There is a long section of Acott’s interview with Gladys Alphon on Page 414 of Woffinden, although this was on 13-Sep – not 22-Sep.
Of course by then she was having to think back a few weeks - whereas when Alphon was first interviewed on 27th August, and said he had met his mother at 9.30pm on the 22nd, he only had to think back a few days.
I think that Gladys did give a vague reply, because of what Acott said when he interviewed Alphon.
Acott: “Can you think of anybody who can verify your statement?”
Alphon: “Only my mother. I met her at about 9pm at Streatham that night.”
Acott: “I’ve seen your mother, she’s not certain of the day.”
Alphon: “No, she’s got a very poor memory, but I saw her several times about then to get money from her and I cashed a few cheques but I can’t remember the days.”
Acott: Can you give me details of the cheques so that I might verify the dates?”
Alphon: “Well, there’s a difficulty there - we use different names ... it’s a personal matter, it’s got something to do with an annuity.”
Incidentally, this last thing Alphon said may explain the money that came into his bank account that he showed Foot.
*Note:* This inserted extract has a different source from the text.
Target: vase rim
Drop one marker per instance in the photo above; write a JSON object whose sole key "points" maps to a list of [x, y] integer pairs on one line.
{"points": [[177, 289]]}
Not only income from the annuity itself, but perhaps also the result of shuffling amounts between various accounts.
The only thing that throws doubt on Alphon’s alibi is Nudds dubious middle statement.
Galves is accepted as the most reliable Vienna witness and she said that Durrant had still not arrived when she went to bed at 10pm. In the morning she put a star against his name in the register, as the last person to arrive the previous night, and then saw him with her own eyes.
Woffinden says that Alphon left the car in Ilford and then made his way to the Vienna - in order to tie in with his sighting by Galves, checking out and doing the other things for which he has an alibi in the afternoon - but in later editions suggested that the car was not left until the evening.